Die Darstellung gibt den Blick frei in eine Art Studiolo. Auf einem Tisch werden dem Betrachter zahlreiche Gegenstände vorgeführt, die sowohl auf die Vergänglichkeit des Lebens als auch auf irdische Freuden hinweisen. In fast pädagogischer Manier präsentiert der Maler gegensätzliche Paare: Dem Kupferstich der büssenden Magdalena von Hendrick Goltzius (1558-1617) antwortet der Kupferstich der Heiligen Familie von Lucas Kilian (1579-1637) nach Hans von Aachen. Letzteres Blatt trug die Aufschrift "Had tegimus te veste, Dei, mi gnate, propago. Tu veste nos tuae tege innocentiae (Unter diesem Gewand bedecken wir Dich, Sohn Gottes, entdecke Du uns durch das Gewand der Unschuld)." Neben der Geige, mit welcher der Tod aufspielt, liegt die Laute als Instrument für die Lieder der Liebe. Das Kartenspiel in der unteren linken Bildecke zeigt auf seiner Deckkarte Pik As als Symbol des Todes, während die rechtwinklig darunter eingesteckte Herz fünf während des Kartenspiels als Erkennung der Zuneigung und Liebe gilt. In der gläsernen Vase spiegelt sich ein Fenster mit kreuzweise gefügten Sprossen, während die Narzissen und arrangierten kleinen Blüten als Symbole von Fruchtbarkeit und Tod verstanden sein mögen. Die Zitrone und die gefüllte runde Spanschachtel unten rechts wiederum stehen für Saures und Süsses. Und der Himmelsglobus gibt mit dem Grossen Bären sowie Löwe, Krebs und Zwillingen jene Sternbilder wieder, die im Winter am Himmel sichtbar sind. Alle genannten Objekte werden gehalten bzw. hinterfangen von einer Reihe Bücher.
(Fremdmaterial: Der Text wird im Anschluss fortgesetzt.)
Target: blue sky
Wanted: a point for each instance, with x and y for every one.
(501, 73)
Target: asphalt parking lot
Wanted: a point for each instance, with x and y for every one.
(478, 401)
Die Signatur "Stoskopff" ist deutlich erkennbar, die Datierung nur rudimentär. Das Landschaftsgemälde im oberen linken Eckbereich des Werkes entpuppte sich im Zuge von Untersuchungen durch Restaurator Heydrich in Basel und aufgrund einer Röntgenaufnahme des SIK-ISEA in Zürich als neuzeitliche Übermalung. Unter diesem nachträglichen Eingriff ist ein halbseitig geöffnetes Wandkästchen erkennbar (siehe Abbildung), das sich mit jenem der 1641 entstandenen "Grossen Vanität" in Strassburg gut vergleichen lässt. Diese Wandnische, die eigentlich als Aufbewahrungsort von Kostbarkeiten gedacht war, sich in unserem Fall aber leer und dunkel präsentiert, weist mit ihrem offenen Flügel auf einen über das Irdische hinaus weisenden, wolkenbestandenen Himmelsausschnitt in der oberen rechten Bildecke hin.
Die bezüglich Inhalt und bildlicher Umsetzung äusserst kompakte Komposition lässt eine Datierung in die Jahre nach 1640, möglicherweise auch - wie die Lesbarkeit der im Bild verankerten Jahreszahl 1657 (?) nahelegt - in die 1650er Jahre zu. Von Bedeutung scheint in diesem Zusammenhang die Betonung der Mittelachse durch die Laute und den Kupferstich der Heiligen Familie gegenüber dem Totenkopf und dem leeren Wandtresor in der "Grossen Vanität".
Wir danken Birgit Hahn-Woernle, Esslingen, für die Begutachtung des Gemäldes vor Ort und ihre Unterstützung bei der Katalogisierung.